For many of us, January is a time for renewed fitness resolutions. Maybe you have exercise goals you want to achieve, or perhaps you want to ease yourself back into working out – whatever it is, you want to do so safely and sustainably.
Running can be a fantastically accessible way to exercise, as you don’t need an expensive gym membership or lots of fancy equipment to do it. You just have to dig out a suitable pair of trainers and a bit of perseverance.
While running is brilliant, however – particularly now we’re on the other side of the winter solstice, and the days are only getting longer from here – it’s definitely something you want to be careful with too, as injuries can happen.
“Running is a very repetitive activity, and so wear and tear will worsen over time if injuries are ignored,” explains Mark Davis, personal trainer at David Lloyd Clubs (davidlloyd.co.uk).
There are many reasons to take up running. As well as the physical benefits, it gives you “a reconnection with the outdoors”, says Davis. However, it is high-impact – particularly if you’re running on pavements – and in some cases, this could potentially damage your joints, for example.
Looking to do a bit more running in 2022 but keen to avoid injuries? Read on…
What do you need to watch out for when running?
“A common mistake with runners is not considering the long-term effects of poor form and lack of mobility and strength,” explains Davis.
“If you don’t prioritise running safely it will catch up with you in the long run, and could cause issues such as severe tendonitis and plantar fasciitis, which will affect your everyday life.”
How can you reduce the impact on your joints?

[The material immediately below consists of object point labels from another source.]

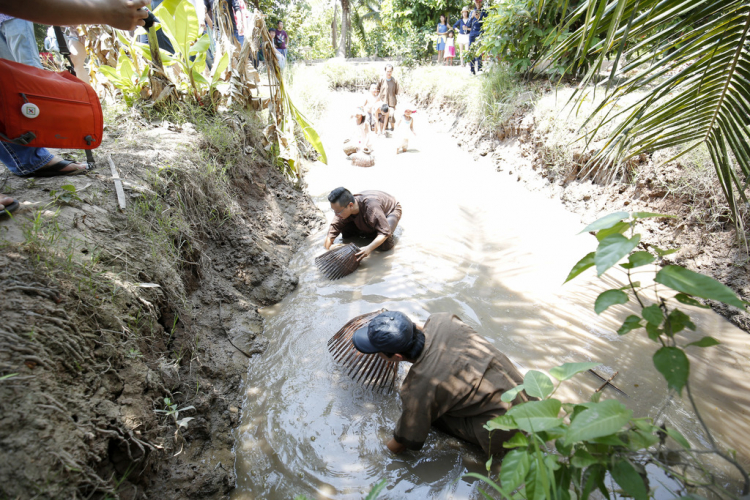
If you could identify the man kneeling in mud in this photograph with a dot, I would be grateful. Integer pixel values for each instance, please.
(370, 213)
(455, 381)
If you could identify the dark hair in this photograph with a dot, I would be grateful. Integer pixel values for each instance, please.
(414, 349)
(341, 196)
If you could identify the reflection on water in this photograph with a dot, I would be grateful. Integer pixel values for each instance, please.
(471, 242)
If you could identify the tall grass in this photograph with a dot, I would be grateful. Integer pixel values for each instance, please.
(486, 101)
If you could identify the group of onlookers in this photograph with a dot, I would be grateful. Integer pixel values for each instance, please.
(463, 34)
(377, 114)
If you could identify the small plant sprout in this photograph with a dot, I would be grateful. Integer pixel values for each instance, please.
(171, 410)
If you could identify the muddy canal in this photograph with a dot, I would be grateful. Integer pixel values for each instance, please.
(475, 243)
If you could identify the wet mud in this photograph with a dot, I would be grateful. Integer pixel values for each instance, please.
(482, 246)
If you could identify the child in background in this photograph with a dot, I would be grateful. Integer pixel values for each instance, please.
(403, 127)
(450, 48)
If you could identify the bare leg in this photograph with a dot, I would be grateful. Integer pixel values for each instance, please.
(78, 56)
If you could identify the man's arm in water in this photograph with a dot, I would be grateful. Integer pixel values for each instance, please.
(365, 251)
(121, 14)
(395, 446)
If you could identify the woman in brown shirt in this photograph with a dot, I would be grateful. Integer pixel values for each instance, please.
(369, 213)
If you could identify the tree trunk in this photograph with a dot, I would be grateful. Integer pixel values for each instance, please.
(343, 50)
(334, 34)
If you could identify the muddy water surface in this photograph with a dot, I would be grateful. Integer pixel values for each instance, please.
(474, 243)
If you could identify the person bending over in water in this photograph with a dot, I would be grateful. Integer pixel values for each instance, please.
(370, 213)
(405, 128)
(455, 381)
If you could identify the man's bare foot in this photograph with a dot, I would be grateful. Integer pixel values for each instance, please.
(73, 168)
(7, 205)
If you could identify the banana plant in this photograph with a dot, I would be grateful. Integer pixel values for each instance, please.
(179, 21)
(126, 78)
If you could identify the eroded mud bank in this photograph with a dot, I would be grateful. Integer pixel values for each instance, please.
(105, 313)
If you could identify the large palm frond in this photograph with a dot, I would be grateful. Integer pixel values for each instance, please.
(691, 59)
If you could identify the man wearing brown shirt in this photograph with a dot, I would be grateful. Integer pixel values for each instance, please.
(370, 213)
(455, 381)
(388, 89)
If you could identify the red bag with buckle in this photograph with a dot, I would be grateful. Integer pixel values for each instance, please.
(47, 109)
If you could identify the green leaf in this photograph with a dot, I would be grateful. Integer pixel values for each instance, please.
(686, 281)
(678, 320)
(678, 437)
(581, 266)
(509, 396)
(611, 440)
(613, 248)
(582, 459)
(201, 45)
(631, 323)
(562, 448)
(653, 331)
(609, 298)
(673, 364)
(638, 259)
(629, 480)
(646, 215)
(600, 419)
(569, 370)
(536, 416)
(537, 384)
(618, 228)
(704, 342)
(688, 300)
(518, 440)
(310, 134)
(653, 314)
(606, 222)
(501, 422)
(376, 489)
(513, 471)
(219, 68)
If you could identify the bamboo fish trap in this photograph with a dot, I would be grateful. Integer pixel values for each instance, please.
(339, 262)
(370, 370)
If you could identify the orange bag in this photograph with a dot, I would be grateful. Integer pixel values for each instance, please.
(47, 109)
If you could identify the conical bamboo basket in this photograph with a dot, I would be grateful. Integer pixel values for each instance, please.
(370, 370)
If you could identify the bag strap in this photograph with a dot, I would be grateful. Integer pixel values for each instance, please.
(62, 44)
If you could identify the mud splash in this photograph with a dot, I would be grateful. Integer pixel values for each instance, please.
(470, 242)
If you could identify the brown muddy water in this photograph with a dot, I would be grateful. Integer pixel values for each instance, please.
(475, 243)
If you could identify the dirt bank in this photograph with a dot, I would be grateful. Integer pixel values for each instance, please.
(702, 229)
(106, 312)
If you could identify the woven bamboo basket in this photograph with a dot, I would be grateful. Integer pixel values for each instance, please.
(338, 262)
(370, 370)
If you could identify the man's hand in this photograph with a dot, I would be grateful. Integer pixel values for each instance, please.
(124, 14)
(395, 446)
(121, 14)
(363, 252)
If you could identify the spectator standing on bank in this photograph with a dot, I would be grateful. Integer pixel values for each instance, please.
(476, 29)
(388, 89)
(18, 43)
(450, 48)
(281, 39)
(441, 30)
(462, 29)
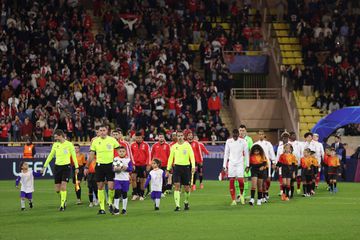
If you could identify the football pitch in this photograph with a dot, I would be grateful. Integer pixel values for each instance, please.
(323, 216)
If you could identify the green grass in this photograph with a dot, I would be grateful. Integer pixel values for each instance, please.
(323, 216)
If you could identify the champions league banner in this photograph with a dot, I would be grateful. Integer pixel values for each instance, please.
(10, 158)
(10, 168)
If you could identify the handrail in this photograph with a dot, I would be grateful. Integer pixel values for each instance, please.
(261, 52)
(256, 93)
(85, 143)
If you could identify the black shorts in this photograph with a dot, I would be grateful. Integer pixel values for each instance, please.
(286, 171)
(199, 167)
(332, 171)
(293, 171)
(332, 176)
(80, 174)
(140, 171)
(326, 170)
(265, 173)
(256, 172)
(104, 172)
(62, 173)
(91, 178)
(182, 174)
(306, 172)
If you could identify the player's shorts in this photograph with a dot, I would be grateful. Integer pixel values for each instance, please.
(326, 170)
(140, 171)
(80, 174)
(266, 173)
(236, 170)
(299, 172)
(62, 173)
(306, 172)
(25, 195)
(256, 172)
(293, 171)
(121, 185)
(182, 174)
(155, 195)
(332, 176)
(316, 170)
(332, 170)
(286, 171)
(199, 167)
(104, 172)
(91, 178)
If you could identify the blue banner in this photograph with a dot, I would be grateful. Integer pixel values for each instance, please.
(327, 125)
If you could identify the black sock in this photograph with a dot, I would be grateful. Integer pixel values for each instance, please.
(252, 193)
(78, 194)
(117, 194)
(308, 188)
(195, 178)
(135, 191)
(91, 197)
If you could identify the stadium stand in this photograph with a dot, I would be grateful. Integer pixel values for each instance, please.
(60, 70)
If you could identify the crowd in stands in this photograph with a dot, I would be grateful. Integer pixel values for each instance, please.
(329, 33)
(138, 75)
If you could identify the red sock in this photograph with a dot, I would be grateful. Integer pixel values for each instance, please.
(317, 179)
(288, 190)
(241, 185)
(232, 188)
(298, 182)
(268, 182)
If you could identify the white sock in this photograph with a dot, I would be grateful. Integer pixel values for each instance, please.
(157, 202)
(116, 202)
(124, 203)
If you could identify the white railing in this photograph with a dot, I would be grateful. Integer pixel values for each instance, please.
(256, 93)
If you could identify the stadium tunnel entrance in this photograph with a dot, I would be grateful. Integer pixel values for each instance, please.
(327, 125)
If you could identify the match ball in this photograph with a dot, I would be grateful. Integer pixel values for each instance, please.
(117, 162)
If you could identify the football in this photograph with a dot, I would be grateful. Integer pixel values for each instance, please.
(117, 162)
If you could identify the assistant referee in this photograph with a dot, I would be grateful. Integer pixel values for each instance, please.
(180, 154)
(61, 150)
(103, 146)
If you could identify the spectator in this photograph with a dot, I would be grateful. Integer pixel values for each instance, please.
(214, 104)
(26, 130)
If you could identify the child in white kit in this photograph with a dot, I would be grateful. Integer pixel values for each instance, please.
(157, 177)
(26, 179)
(122, 167)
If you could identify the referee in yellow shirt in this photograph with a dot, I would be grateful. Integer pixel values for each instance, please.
(103, 146)
(180, 154)
(61, 150)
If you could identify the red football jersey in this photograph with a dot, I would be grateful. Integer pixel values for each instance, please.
(161, 152)
(140, 153)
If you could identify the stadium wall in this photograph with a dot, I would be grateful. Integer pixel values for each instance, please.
(257, 113)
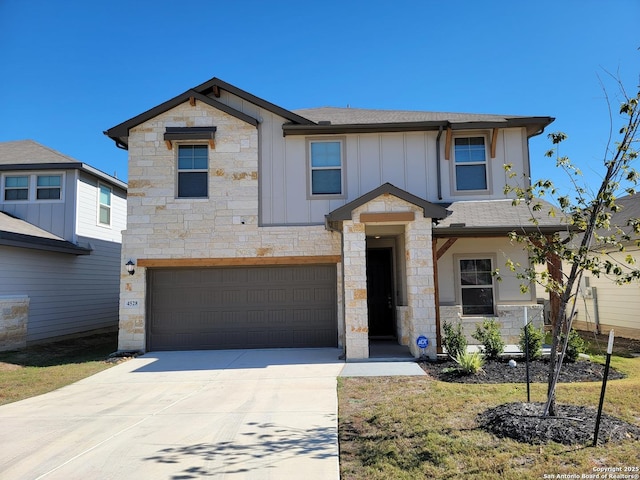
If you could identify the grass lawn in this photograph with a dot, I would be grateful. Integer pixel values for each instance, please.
(42, 368)
(409, 428)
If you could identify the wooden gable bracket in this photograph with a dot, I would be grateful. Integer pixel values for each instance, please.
(494, 141)
(447, 144)
(190, 133)
(443, 249)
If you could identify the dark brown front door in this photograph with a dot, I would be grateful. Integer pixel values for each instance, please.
(380, 297)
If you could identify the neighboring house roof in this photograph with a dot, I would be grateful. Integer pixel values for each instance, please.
(430, 210)
(497, 217)
(630, 210)
(15, 232)
(30, 155)
(331, 120)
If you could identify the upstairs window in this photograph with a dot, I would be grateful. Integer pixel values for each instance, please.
(104, 205)
(48, 187)
(16, 188)
(476, 284)
(193, 171)
(470, 156)
(326, 167)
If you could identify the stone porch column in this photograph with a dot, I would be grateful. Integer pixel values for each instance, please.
(355, 283)
(420, 285)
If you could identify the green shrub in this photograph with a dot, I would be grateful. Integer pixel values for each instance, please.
(488, 334)
(536, 337)
(454, 340)
(575, 346)
(469, 363)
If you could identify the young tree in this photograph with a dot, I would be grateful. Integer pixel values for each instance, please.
(589, 230)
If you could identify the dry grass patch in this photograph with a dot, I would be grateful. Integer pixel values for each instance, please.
(42, 368)
(407, 428)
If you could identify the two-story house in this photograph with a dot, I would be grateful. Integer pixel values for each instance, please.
(60, 239)
(252, 226)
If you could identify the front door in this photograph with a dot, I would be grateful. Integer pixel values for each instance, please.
(380, 297)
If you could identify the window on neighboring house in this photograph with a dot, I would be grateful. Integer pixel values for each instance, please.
(470, 163)
(16, 188)
(193, 171)
(476, 283)
(104, 208)
(326, 167)
(48, 187)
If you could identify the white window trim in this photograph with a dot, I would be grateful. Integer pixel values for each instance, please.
(343, 182)
(33, 186)
(176, 148)
(4, 188)
(487, 163)
(99, 205)
(458, 281)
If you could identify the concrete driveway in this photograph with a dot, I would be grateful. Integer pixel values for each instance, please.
(246, 414)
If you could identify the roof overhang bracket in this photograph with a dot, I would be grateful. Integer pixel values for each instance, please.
(447, 143)
(443, 249)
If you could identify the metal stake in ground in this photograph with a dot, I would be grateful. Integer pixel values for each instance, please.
(604, 387)
(526, 354)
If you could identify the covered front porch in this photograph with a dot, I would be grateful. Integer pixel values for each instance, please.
(389, 286)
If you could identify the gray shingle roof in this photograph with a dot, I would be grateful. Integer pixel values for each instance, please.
(31, 155)
(497, 216)
(12, 224)
(18, 233)
(349, 116)
(24, 152)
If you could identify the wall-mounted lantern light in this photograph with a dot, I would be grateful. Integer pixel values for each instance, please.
(130, 267)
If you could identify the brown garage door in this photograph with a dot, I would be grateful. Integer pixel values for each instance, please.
(242, 307)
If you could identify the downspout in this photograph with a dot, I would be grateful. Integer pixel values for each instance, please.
(438, 162)
(596, 309)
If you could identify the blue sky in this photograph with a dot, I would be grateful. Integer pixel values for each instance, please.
(73, 68)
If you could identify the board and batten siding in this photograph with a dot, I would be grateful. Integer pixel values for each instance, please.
(407, 160)
(500, 250)
(618, 305)
(55, 216)
(68, 294)
(87, 219)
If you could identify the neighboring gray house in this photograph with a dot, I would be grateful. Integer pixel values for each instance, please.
(252, 226)
(602, 304)
(60, 240)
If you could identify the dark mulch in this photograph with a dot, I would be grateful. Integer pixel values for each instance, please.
(501, 372)
(573, 425)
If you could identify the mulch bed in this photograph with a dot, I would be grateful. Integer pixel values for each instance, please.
(573, 425)
(501, 372)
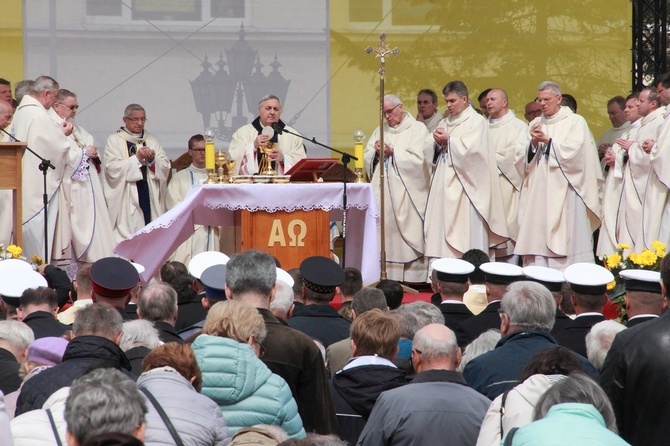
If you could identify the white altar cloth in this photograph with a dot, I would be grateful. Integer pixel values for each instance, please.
(214, 205)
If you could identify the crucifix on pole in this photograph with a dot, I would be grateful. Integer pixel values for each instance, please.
(382, 51)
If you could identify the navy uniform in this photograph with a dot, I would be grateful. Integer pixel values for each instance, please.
(589, 283)
(496, 273)
(648, 282)
(321, 321)
(454, 271)
(553, 280)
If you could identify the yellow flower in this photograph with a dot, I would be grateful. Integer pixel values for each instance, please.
(648, 258)
(15, 251)
(613, 261)
(658, 246)
(634, 258)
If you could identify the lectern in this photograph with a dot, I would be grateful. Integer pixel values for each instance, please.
(289, 236)
(11, 154)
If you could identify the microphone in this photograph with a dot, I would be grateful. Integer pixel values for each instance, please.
(10, 135)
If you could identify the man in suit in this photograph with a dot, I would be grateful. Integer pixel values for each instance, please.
(589, 294)
(498, 277)
(450, 280)
(644, 301)
(553, 280)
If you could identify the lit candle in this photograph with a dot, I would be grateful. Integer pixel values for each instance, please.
(209, 155)
(358, 153)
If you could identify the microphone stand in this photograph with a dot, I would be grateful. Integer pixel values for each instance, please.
(346, 158)
(45, 165)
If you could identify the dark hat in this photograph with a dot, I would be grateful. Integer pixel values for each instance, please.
(15, 279)
(321, 274)
(452, 270)
(500, 273)
(113, 277)
(642, 280)
(214, 279)
(552, 279)
(588, 278)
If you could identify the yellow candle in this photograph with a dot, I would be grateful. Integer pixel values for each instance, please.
(209, 155)
(358, 153)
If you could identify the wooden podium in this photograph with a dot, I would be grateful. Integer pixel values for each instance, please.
(11, 154)
(289, 236)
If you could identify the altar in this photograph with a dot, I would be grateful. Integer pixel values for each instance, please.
(216, 205)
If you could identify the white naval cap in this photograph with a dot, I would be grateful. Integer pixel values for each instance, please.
(12, 264)
(588, 278)
(16, 279)
(200, 262)
(285, 277)
(452, 270)
(551, 278)
(501, 273)
(641, 280)
(140, 268)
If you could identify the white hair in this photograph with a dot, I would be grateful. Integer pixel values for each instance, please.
(139, 333)
(599, 341)
(16, 334)
(548, 85)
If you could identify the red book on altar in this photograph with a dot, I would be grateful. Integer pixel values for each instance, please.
(311, 169)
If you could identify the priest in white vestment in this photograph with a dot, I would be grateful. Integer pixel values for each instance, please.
(615, 112)
(559, 205)
(136, 171)
(656, 205)
(508, 137)
(464, 209)
(204, 238)
(83, 231)
(6, 200)
(636, 171)
(248, 141)
(48, 139)
(406, 159)
(616, 160)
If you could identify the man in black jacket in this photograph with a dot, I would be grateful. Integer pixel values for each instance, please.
(37, 309)
(355, 388)
(97, 329)
(635, 376)
(251, 277)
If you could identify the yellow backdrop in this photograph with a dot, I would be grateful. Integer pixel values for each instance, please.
(583, 45)
(11, 40)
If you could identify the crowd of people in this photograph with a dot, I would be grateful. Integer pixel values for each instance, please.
(497, 214)
(239, 351)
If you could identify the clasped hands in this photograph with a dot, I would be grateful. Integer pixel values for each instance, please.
(388, 150)
(537, 135)
(145, 155)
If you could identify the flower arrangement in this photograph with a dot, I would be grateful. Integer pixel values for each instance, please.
(649, 259)
(15, 252)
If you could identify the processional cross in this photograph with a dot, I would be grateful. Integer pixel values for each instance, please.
(382, 51)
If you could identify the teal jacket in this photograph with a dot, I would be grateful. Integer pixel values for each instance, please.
(573, 424)
(246, 391)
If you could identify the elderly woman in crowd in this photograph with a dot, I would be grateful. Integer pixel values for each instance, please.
(515, 408)
(246, 391)
(172, 376)
(575, 411)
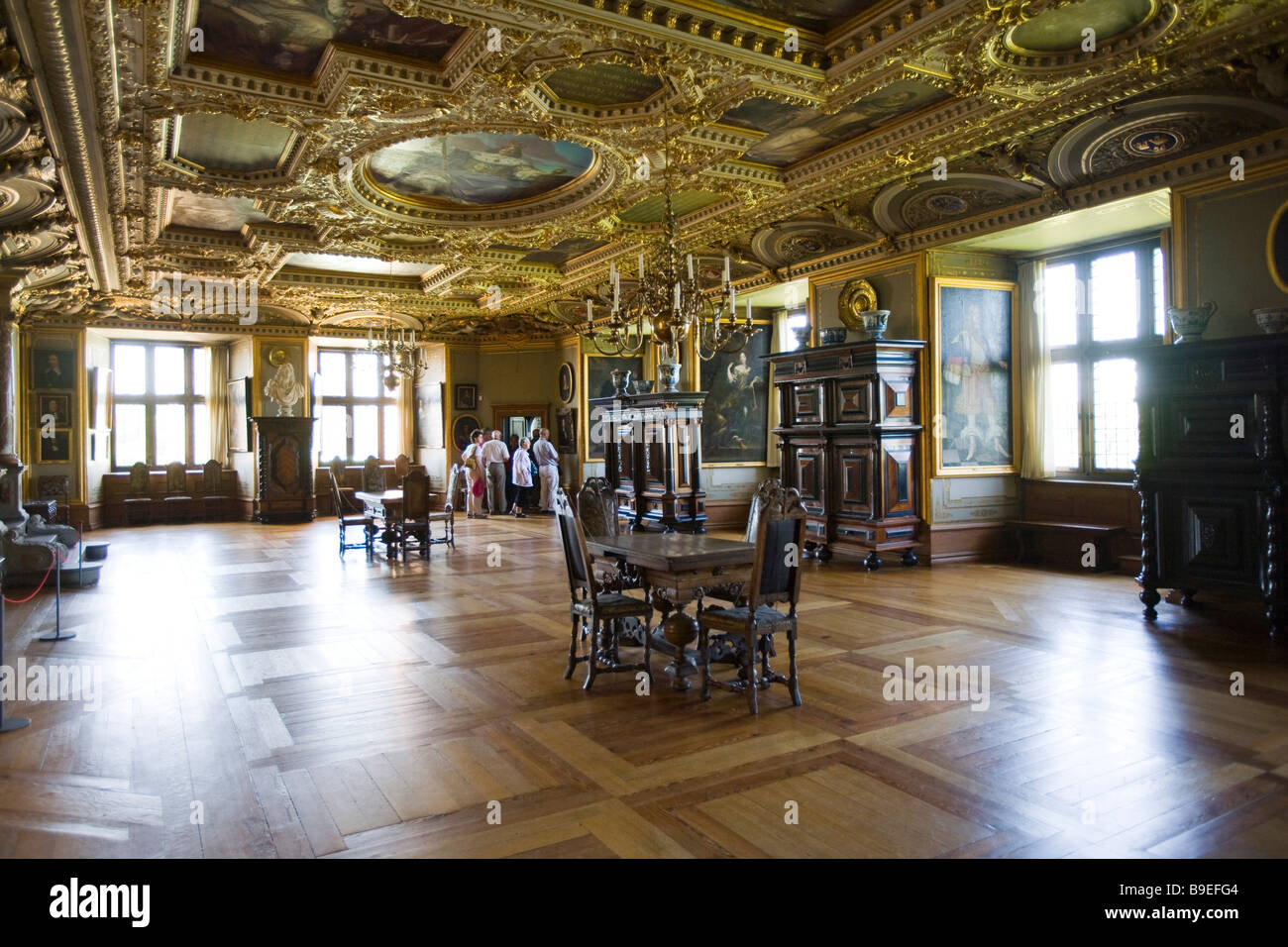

For Davis, there are two big things to think about when running safely. “Firstly, focus on landing on the ball of the foot instead of the heel,” he says – because “landing heel-first stops the body’s shock absorbers”.
“Secondly, many new runners have too wide of a stride – if the foot lands too far out from the body during the landing, the impact is taken throughout the legs. Aim for the foot to land under the hips to reduce the impact on the joints.”
It might go without saying, but it’s also really important that you wear suitable footwear. Ill-fitting, worn-out trainers, or ones which simply aren’t the right design for your needs, can contribute to painful runs and injuries. If you’re unsure, go into a specialist running shop and ask for advice.
What do different age groups need to think about?
All runners risk tendonitis, torn ligaments and worn-down cartilage. But, as Davis explains, “as we age, our body produces less hormones and blood-flow reduces, which in turn lengthens the recovery process” – so older joggers need to exercise a bit more care.
“I would suggest all ages prioritise good form, effective warm-ups and cool-downs, and follow a progressive training plan instead of going all-in as a newbie,” Davis adds.
What should you do if your run hurts?
Pushing through the pain isn’t going to do you any favours. So listen to your body. “If you’re in pain while running, it is your body telling you something isn’t right,” says Davis. “Injuries should always be addressed.”
In these situations, he recommends taking a break from running, so you can start “solving the cause of the problem, whether that is strengthening certain muscles or working on mobility”.
You may need to check in with a physiotherapist or doctor, if it’s really problematic or not improving. Plus, Davis often suggests clients with running injuries try swimming, as they can “still benefit from endurance training and breathing techniques, while keeping the exercise low-impact”.